This problem was asked by Facebook.

Given a stream of elements too large to store in memory, pick a random element from the stream with uniform probability.

In [1]:
data = randn(3)

"Returns a function that returns next element from data, or nothing if finished."
function makestream(data)
    i = 0
    function next()
        i += 1
        i <= length(data) ? data[i] : nothing
    end
    next
end

makestream

In [2]:
data

3-element Vector{Float64}:
 -0.2398490695623169
 -1.6800105241515257
  1.5022265173191045

In [3]:
stream = makestream(data)
for k = 1:10
    println(stream())
end

-0.2398490695623169
-1.6800105241515257
1.5022265173191045
nothing
nothing
nothing
nothing
nothing
nothing
nothing


In [4]:
"Random natural number from 1 to n≥1."
randnat(n::Int) = Int(ceil(n*rand()))  # n*rand() is uniform RV on real interval [0,n)

randnat

In [5]:
"Return a uniformly random element of stream where total number of elements is known."
function pickn(stream, n::Int)
    # Pick a random integer i from 1 to n, then return the i-th element using stream.
    i = randnat(n)
    local value
    for j in 1:i
        value = stream()
    end
    value
end

pickn

In [6]:
stream = makestream(data)
println(data)
pickn(stream,length(data))

[-0.2398490695623169, -1.6800105241515257, 1.5022265173191045]


-1.6800105241515257

In the case where the number of elements is unknown ahead of time, we could, in principle, read each element from the stream into a growing array until we reach the end of the stream (signaled by "nothing" return value), and then we'd know the number of elements, so that we could then uniformly pick a random element from this array.  Or conceivably we could apply '''pickn''' in another pass, but we'd need some way to "reset" stream to start from the beginning.  But by assumption we don't necessarily have enough memory or are unwilling to provide it.  So how can we handle this?

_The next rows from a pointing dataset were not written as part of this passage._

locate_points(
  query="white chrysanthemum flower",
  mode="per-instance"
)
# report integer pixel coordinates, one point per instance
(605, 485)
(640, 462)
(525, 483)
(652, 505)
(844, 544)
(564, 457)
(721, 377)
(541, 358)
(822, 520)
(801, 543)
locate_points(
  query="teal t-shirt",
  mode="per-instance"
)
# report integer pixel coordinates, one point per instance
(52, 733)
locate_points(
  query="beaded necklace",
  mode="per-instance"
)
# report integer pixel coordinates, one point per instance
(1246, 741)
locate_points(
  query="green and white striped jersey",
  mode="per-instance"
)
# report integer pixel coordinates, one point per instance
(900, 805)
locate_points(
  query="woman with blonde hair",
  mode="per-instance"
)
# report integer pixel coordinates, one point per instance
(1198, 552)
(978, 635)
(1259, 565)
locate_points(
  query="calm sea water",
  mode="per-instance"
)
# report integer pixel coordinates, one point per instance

My approach is to consider the probability of picking the last element from the stream: $1/n$, for $n$ elements total.  That means there's an $(n-1)/n$ probability of picking one of the previous elements.  We can think of a biased coin where we "keep" the one of the first $n-1$ elements with probability $(n-1)/n$, or swap with the last one with probability $1/n$.  This suggests a scheme where we act _as if_ the next element from the stream is the last element, and we swap with it with probability $1/n$, where now $n$ is the number of elements _so far_.  We always start by picking the first element, and we obviously don't change our chosen element if the stream is empty.  At every step we always have a uniform selection of all the elements in the stream that far along.

In [7]:
"Return a uniformly random element of stream where total number of elements is unknown but finite."
function pick(stream)
    n = 1
    next = stream()
    local choice  # = nothing
    while !isnothing(next)
        if rand() < 1/n
            choice = next
        end
        n += 1
        next = stream()
    end
    choice  
end

pick

In [8]:
stream = makestream(data)
println(pick(stream))

1.5022265173191045